Миновала неделя с тех пор, как Валландеру по телефону сообщили о смерти отца. Тогда, положив телефонную трубку, он втайне надеялся, что это неправда. И до сих пор не мог в это поверить. Не мог смириться со смертью отца. Особенно теперь, после поездки в Рим, когда они понемногу стали обретать близость, утраченную много лет назад.
И вот наступил день похорон.
Отца хоронили одиннадцатого октября на Новом кладбище. Дул пронизывающий ветер, лил дождь. Правда, иногда нет-нет да выглядывало солнце.
Близкие родственники договорились встретиться у крематория. За несколько дней до похорон Валландер, к своему немалому удивлению, узнал, что священник не мужчина, а женщина. Когда все наконец закончилось, Валландер был рад, что пригласили именно ее. Она говорила просто, без патетики и преувеличений. За день до похорон она позвонила Валландеру и спросила, был ли отец верующим. Валландер ответил, что нет. И рассказал ей о картинах, о путешествии в Рим. В целом все оказалось не так страшно, как думал Валландер. Деревянный гроб был выкрашен в коричневый цвет и украшен розами. Сильнее всех горевала и плакала Линда. Но это и понятно. Ведь именно она всегда была особенно дружна с дедом.

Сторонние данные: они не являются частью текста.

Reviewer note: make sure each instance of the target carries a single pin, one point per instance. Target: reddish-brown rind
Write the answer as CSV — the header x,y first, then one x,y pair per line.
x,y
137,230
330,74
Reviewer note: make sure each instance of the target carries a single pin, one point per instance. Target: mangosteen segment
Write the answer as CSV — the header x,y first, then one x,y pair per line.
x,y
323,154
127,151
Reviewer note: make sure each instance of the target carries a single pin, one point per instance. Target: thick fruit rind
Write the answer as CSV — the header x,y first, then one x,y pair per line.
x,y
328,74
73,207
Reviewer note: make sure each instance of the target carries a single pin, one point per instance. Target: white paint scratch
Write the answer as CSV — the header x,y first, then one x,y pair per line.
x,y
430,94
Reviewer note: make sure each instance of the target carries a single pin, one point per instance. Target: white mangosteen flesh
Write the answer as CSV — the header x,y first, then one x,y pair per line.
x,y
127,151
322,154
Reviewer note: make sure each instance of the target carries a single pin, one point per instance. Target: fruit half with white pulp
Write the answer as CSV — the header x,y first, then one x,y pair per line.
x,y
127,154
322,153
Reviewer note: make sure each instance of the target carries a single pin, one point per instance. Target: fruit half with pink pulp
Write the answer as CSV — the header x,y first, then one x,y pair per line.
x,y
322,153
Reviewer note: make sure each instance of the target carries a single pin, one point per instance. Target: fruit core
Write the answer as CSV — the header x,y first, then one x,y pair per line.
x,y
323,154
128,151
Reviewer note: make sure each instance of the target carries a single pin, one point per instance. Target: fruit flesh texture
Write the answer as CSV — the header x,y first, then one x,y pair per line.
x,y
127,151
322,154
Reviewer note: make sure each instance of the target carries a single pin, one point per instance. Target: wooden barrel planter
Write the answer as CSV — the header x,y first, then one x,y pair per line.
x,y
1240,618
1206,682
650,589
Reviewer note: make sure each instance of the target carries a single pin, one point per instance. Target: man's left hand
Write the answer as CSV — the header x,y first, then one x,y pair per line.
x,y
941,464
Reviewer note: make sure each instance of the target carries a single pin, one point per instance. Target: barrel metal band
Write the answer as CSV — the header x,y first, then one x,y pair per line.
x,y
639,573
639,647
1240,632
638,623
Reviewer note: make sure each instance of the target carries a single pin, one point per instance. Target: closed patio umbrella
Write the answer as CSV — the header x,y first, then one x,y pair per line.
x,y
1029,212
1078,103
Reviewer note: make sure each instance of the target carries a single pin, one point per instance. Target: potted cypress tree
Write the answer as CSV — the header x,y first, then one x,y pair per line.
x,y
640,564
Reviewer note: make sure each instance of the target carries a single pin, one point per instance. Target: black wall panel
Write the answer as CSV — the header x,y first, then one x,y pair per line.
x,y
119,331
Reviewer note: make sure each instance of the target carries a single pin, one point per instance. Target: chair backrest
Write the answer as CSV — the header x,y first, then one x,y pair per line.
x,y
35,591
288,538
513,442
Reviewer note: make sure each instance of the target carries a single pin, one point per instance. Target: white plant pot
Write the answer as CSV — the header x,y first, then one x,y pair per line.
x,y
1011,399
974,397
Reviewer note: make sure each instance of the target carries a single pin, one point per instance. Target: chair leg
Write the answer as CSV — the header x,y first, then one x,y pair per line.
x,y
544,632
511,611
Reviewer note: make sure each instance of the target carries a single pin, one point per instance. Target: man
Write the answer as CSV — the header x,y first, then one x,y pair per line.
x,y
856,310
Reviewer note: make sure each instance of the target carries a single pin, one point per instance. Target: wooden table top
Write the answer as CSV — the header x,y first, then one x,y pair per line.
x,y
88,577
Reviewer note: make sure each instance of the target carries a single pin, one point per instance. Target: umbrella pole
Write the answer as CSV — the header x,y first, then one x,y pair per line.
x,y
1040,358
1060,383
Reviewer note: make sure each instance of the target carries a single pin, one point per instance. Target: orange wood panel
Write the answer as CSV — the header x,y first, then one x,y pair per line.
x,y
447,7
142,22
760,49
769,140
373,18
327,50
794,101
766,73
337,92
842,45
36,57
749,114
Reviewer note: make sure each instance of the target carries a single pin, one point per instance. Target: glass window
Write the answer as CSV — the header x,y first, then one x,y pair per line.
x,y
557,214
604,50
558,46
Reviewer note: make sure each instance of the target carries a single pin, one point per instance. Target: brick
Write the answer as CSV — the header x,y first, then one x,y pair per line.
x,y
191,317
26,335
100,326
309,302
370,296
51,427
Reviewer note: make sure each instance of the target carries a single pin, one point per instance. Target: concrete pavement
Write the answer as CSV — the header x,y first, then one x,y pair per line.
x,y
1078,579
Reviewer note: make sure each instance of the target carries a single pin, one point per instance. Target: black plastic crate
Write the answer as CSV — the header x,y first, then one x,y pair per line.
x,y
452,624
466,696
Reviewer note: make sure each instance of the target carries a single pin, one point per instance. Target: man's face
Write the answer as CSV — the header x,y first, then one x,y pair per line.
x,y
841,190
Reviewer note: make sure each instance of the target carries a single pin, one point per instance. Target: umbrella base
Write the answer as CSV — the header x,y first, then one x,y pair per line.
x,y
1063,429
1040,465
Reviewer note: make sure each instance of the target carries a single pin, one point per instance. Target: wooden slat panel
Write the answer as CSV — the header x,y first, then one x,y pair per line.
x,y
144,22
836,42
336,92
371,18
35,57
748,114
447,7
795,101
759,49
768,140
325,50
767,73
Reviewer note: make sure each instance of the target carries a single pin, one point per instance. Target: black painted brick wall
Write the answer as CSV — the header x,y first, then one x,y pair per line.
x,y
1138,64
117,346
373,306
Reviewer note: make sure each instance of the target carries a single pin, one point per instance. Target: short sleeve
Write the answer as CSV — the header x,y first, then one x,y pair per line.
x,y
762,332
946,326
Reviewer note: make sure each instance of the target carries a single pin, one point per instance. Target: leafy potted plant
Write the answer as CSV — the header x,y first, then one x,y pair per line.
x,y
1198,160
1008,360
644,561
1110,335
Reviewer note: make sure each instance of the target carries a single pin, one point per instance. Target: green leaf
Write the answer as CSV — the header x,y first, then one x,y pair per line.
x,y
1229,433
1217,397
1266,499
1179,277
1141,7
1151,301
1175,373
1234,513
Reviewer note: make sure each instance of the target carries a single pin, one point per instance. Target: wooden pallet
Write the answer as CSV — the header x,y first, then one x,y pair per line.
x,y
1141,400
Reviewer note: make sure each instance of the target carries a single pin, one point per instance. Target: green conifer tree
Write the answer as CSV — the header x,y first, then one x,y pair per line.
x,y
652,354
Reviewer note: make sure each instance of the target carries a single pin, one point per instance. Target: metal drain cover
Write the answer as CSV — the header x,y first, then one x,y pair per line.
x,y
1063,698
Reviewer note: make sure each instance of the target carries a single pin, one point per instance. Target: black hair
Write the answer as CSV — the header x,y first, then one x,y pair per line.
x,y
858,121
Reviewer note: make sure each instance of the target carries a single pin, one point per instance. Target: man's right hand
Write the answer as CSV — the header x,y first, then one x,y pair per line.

После церемонии поехали в Лёдеруп. Валландер чувствовал облегчение от того, что похороны остались позади. Дальше он пока не загадывал. Он еще не до конца осознал случившееся. И думал о том, что люди его поколения, как ни странно, совершенно не подготовлены к встрече со смертью. Даже он оказался перед ее лицом столь же беззащитен, как любой другой человек, хотя по роду службы не раз сталкивался со смертью. И Валландер вспоминал разговор, который произошел у него с Лизой Хольгерсон неделю назад.
Вечером они с Линдой долго не ложились, все сидели и разговаривали. На следующий день утром она собиралась вернуться в Стокгольм. Валландер осторожно поинтересовался, будет ли она приезжать сюда теперь, когда дедушка умер. Линда успокоила его, пообещав бывать даже чаще, чем раньше. А он, в свою очередь, дал слово не забывать Гертруду.
Ложась в этот день спать, Валландер подумал, что должен немедленно вернуться к работе. Уйти в работу с головой. Наверстать упущенное за неделю. Чтобы оправиться от шока, в который его повергла внезапная смерть отца, ему нужно взглянуть на случившееся как бы со стороны. А для этого нужно работать. Другого способа нет.